Mandats à l'Assemblée nationale ou à la Chambre des députés

Régime politique
Révolution
Législature
Assemblée nationale constituante
Mandat
Du 1er avril 1789 au 13 août 1791
Baillage
Poitiers (Type : Sénéchaussée)
Groupe
Clergé

Biographies

Biographie extraite du dictionnaire des parlementaires français de 1789 à 1889 (Adolphe Robert et Gaston Cougny)

Député en 1789, né à la Mothe-Saint-Héray (Généralité de Poitiers) le 13 décembre 1732, mort à Paris le 14 août 1791 (Département de Paris), il était le sixième enfant d'un jardinier qui mourut cinq ans après sa naissance.
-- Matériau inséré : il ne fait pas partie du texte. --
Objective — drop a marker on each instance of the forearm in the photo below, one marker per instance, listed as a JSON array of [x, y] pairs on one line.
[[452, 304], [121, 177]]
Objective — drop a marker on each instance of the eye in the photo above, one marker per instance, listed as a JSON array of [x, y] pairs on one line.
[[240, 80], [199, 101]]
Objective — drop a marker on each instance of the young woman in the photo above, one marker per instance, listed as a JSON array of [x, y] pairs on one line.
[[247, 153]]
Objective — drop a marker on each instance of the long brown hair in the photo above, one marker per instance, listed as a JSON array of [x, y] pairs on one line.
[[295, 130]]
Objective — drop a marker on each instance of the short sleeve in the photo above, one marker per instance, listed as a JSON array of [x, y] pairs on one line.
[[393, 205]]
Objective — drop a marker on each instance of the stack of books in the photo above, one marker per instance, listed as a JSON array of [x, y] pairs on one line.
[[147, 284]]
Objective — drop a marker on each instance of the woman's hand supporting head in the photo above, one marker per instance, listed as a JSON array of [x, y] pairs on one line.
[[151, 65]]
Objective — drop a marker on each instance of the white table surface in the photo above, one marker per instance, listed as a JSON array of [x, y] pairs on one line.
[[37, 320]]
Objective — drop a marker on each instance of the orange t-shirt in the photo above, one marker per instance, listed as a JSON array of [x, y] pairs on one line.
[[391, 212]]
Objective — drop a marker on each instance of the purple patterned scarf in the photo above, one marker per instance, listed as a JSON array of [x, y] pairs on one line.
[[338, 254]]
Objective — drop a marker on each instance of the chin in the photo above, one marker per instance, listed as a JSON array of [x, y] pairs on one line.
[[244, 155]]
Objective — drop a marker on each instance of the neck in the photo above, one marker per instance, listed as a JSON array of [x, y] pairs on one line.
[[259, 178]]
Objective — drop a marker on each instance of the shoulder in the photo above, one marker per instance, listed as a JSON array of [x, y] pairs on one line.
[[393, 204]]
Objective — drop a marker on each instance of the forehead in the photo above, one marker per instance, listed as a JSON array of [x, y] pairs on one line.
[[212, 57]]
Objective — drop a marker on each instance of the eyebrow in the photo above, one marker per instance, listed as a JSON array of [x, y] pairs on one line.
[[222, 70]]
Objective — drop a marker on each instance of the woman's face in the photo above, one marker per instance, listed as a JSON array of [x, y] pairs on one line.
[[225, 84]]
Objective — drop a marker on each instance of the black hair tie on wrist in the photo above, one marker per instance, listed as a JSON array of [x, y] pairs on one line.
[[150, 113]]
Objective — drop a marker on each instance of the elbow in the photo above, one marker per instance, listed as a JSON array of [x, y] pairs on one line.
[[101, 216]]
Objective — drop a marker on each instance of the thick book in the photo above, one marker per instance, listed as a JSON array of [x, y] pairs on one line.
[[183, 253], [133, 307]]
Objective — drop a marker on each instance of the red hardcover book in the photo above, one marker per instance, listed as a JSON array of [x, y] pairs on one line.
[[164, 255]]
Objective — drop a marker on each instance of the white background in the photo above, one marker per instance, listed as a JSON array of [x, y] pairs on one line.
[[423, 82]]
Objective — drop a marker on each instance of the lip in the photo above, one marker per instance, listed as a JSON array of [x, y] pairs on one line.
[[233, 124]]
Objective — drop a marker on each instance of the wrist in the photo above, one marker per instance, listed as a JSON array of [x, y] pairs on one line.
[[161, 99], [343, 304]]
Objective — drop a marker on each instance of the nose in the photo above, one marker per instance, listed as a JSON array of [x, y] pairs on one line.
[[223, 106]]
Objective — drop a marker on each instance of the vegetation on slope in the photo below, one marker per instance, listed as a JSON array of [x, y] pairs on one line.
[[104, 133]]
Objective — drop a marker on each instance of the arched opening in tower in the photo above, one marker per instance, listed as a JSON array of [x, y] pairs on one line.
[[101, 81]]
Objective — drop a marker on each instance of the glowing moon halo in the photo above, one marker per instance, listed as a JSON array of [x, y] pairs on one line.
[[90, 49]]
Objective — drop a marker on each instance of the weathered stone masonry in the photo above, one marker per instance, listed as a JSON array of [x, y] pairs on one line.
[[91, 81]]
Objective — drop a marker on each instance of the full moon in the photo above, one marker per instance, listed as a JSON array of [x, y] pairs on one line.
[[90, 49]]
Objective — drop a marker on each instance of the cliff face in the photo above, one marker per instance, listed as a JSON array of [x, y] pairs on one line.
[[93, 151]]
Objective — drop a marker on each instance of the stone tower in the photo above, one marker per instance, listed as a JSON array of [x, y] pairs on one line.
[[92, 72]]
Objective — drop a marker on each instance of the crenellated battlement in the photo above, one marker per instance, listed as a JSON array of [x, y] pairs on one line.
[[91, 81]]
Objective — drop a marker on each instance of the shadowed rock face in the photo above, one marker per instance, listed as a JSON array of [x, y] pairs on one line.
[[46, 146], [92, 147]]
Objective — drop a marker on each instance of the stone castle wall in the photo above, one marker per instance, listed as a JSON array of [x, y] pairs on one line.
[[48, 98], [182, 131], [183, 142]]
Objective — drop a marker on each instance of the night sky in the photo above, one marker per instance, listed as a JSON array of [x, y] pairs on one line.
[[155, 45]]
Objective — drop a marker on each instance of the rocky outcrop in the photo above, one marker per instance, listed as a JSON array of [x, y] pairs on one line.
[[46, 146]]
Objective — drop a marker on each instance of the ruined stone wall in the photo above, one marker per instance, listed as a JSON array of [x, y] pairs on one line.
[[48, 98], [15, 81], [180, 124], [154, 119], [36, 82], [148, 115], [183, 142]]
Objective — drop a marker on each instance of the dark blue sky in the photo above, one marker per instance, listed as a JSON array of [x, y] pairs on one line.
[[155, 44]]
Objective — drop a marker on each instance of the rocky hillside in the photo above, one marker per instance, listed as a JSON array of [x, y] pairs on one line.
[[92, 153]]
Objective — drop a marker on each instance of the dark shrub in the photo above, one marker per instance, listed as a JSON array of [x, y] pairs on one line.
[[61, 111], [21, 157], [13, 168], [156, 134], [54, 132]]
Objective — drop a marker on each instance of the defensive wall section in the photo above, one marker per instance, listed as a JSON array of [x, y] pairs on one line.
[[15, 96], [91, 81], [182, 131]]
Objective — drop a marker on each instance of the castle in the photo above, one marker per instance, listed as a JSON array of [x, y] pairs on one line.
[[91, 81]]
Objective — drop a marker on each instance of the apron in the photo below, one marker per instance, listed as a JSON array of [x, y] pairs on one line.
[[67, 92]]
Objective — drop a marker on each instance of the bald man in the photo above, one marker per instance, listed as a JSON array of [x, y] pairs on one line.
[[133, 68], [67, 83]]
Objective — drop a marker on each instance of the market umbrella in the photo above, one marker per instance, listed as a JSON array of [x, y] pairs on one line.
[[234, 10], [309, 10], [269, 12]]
Recueilli par le curé de Nanteuil, son oncle maternel, Jallet fut destiné à l'état ecclésiastique; le châtelain de la Mothe le plaça aux Oratoriens de Niort pour y apprendre le latin. Mais Jallet montra peu de goût pour l'état auquel on le destinait ; venu à Poitiers pour faire son droit, il s'éprit d'une jeune fille riche, dont la main lui fut refusée, et qui mourut bientôt dans le couvent où ses parents l'avaient fait enfermer. Dégoûté du monde, Jallet entra au séminaire, en sortit prêtre à 27 ans, fut nommé vicaire à Gençay (Vienne), puis curé de Chérigné (Deux-Sèvres). Là, en dehors des devoirs de son ministère, il se donna tout à tous, devint le conseiller des agriculteurs, le juge des différends, le père des pauvres, étudia les questions sociales, et, lorsque la Révolution éclata, en embrassa la cause avec ardeur.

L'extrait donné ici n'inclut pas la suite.